Business
Finance Ministry moves to cut state-owned car budget
  • By Bich Diep | dtinews.vn | September 23, 2016 02:07 PM

Six deputy ministers of finance will not be able to use state-owned cars while travelling from home as of October 1.

This is a move by the Vietnamese Ministry of Finance to cut the use of state-owned cars to help cut public spending.

 

The headquarter of the Ministry of Finance in Hanoi

Under the Finance Ministry's newly-issued decision, from October 1, six deputy ministers and heads of the ministry departments will have their taxi fares subsidised

The subsidy for the deputy ministers ranges from VND3.96 million (USD190) to VND9.9 million (USD428.5) for 22 working days per month. The money depends on the distance from the deputy minister's houses to the Ministry of Finance.

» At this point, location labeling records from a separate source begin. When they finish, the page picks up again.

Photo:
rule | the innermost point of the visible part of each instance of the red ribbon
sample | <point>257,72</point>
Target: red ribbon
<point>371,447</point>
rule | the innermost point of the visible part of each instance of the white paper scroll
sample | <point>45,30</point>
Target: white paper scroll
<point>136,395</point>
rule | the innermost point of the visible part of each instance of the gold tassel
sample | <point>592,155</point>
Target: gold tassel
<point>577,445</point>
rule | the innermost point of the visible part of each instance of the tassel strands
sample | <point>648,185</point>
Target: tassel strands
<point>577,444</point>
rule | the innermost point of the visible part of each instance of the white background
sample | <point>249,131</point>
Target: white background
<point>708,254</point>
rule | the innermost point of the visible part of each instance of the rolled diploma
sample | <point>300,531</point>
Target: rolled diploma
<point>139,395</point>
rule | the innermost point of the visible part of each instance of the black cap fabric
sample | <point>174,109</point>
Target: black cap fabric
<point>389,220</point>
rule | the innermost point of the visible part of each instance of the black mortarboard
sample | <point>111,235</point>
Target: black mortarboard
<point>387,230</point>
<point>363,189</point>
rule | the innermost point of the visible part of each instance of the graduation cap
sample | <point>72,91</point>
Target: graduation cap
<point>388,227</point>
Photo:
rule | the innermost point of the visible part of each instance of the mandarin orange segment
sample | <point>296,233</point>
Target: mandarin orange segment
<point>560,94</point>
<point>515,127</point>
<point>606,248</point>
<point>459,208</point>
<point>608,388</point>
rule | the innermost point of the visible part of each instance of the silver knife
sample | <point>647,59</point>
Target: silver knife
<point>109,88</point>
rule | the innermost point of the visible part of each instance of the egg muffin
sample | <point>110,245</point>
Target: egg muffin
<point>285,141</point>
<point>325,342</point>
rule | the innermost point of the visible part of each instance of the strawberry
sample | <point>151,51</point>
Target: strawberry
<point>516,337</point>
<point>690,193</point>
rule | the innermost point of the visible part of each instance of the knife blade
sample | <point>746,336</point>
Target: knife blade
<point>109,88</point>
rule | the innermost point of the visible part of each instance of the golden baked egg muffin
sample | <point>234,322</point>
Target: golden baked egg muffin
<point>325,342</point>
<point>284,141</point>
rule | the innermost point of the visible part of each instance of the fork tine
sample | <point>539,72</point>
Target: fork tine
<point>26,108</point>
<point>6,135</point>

Alternatively, they can use their own cars and still receive the subsidy.

A staff member from the Ministry of Finance said to DTiNews that he supported this decision which would help to cut costs. It was quite costly to pay the contingent of ministry drivers. He hoped that this would be implemented across the rest of agencies and ministries.

According to the Department of Public Asset Management under the Ministry of Finance, roughly 40,000 state-owned cars are currently in use in the country. Each car costs an average of VND320 million (USD 13,843) in maintenance each year, adding more pressure to the state budget.

Earlier, the National Assembly Office required its officials to not to use public-owned cars, but this failed just a short time after being implemented as only few people conformed to the requirement and then they returned to using the provided cars again.